GIOCARE PER UN TOP CLUB – «Quando vai al ristorante a Milano, la gente ti guarda, ti fotografa, non puoi nemmeno uscire. A Monza potevo andare a comprare il pane in panetteria, qui è più complicato. Non è imbarazzante, ma sei più osservato, più richiesto, e hai anche più obblighi mediatici, più servizi fotografici».
INTEGRAZIONE AL MILAN – «Mi hanno fatto sentire il benvenuto. Youssouf (Fofana), Rafael (Leão), che parla molto bene il francese… Per quanto riguarda Rafael, dovete sapere che lo conoscevo bene grazie al mio ex compagno di squadra al Monza, Dany Mota, che parla anche lui il francese (è nato in Lussemburgo e ha giocato nelle giovanili del Portogallo, ndr).

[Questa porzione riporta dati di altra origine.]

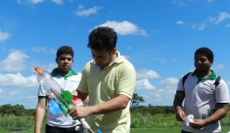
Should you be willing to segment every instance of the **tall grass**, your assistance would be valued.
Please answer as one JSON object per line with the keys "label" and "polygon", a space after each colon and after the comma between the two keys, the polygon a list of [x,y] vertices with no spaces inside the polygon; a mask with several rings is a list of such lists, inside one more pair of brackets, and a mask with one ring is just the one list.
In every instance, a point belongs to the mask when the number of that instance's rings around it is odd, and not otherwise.
{"label": "tall grass", "polygon": [[[229,113],[230,114],[230,113]],[[230,131],[230,115],[221,120],[222,133]],[[178,133],[181,123],[175,114],[133,113],[131,114],[131,133]],[[44,132],[43,122],[42,133]],[[0,133],[33,133],[34,116],[1,116]]]}

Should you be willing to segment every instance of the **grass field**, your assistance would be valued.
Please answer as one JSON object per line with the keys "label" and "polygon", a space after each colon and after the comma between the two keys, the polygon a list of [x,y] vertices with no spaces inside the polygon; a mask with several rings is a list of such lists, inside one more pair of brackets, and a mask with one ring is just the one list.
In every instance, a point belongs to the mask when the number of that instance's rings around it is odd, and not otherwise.
{"label": "grass field", "polygon": [[[44,124],[44,123],[43,123]],[[230,131],[230,117],[222,120],[222,133]],[[0,133],[33,133],[33,116],[1,116]],[[132,115],[131,133],[180,133],[180,123],[175,120],[174,114]],[[42,132],[44,133],[44,128]]]}
{"label": "grass field", "polygon": [[[222,133],[228,133],[230,127],[225,126],[222,129]],[[0,128],[1,133],[33,133],[33,129],[26,131],[8,131]],[[180,127],[170,127],[170,128],[133,128],[131,133],[180,133]]]}

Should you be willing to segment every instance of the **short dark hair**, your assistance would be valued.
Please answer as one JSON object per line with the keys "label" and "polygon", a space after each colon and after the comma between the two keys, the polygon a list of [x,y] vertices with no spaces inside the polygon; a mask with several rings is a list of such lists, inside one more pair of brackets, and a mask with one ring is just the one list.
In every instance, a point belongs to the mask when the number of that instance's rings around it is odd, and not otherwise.
{"label": "short dark hair", "polygon": [[197,49],[195,52],[194,58],[196,58],[196,56],[198,54],[204,54],[210,62],[213,62],[213,60],[214,60],[214,54],[213,54],[212,50],[207,48],[207,47],[201,47],[201,48]]}
{"label": "short dark hair", "polygon": [[88,47],[94,50],[112,51],[116,47],[117,34],[106,26],[95,28],[89,35]]}
{"label": "short dark hair", "polygon": [[56,57],[58,58],[62,54],[70,54],[72,57],[74,57],[74,51],[72,47],[70,46],[61,46],[58,48]]}

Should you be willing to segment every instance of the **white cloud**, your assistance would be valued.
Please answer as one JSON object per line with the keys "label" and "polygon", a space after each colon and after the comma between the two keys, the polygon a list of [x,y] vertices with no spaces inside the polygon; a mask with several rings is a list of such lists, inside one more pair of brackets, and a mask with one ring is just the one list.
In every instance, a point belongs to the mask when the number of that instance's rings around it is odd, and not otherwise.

È un suo amico e io ero sempre con lui. C’era quindi un legame tra noi e Rafael era felice del mio arrivo. Con i francesi è stato naturale. In mensa mi sono seduto direttamente accanto a Youssouf, Mike, Théo… Mi hanno facilitato l’integrazione e ogni giorno osservo i loro metodi di lavoro. Sono dei campioni».
DIFFERENZE RISPETTO AL MONZA – «Il livello degli allenamenti, ovviamente, le infrastrutture, il modo in cui vieni gestito, sei in un ambiente estremamente confortevole. A Milano hai tutto quello che ti serve per avere successo, quindi se non ce la fai è colpa tua. Tutto ciò che dovete fare è giocare il vostro calcio, perché vi mettiamo nelle migliori condizioni possibili».
OBIETTIVI – «Voglio lasciare il segno al Milan. Qualificarmi per la Champions League, perché per un club come il Milan è importante arrivare tra le prime 4. Mancano 10 partite, quindi possiamo ancora farcela. Anche vincere la Coppa Italia è un obiettivo da qui alla fine della stagione».
RICORDO MIGLIORE CON LA NAZIONALE – «Direi la semifinale di Euro U19 nel 2022, che purtroppo abbiamo perso contro Israele (1-2). Era una competizione importante e si passava un mese lì con i propri compagni. Avevamo fatto quasi tutto bene e forse eravamo troppo sicuri di noi stessi, anche se Israele meritava di vincere. Siamo usciti un po’ stupidamente, ma se si considera la competizione, avevamo il capocannoniere Loum Tchaouna, il miglior attacco, avevamo tutte le carte in regola per arrivare fino in fondo».
CONVOCAZIONE U23 – «Certo, sarebbe già un buon passo per entrare nella squadra U23, farmi un nome e vedere dove mi porta. Essere a Milano mi dà più visibilità, ma devo anche giocare. Ma la squadra U23 francese è sicuramente nei miei pensieri».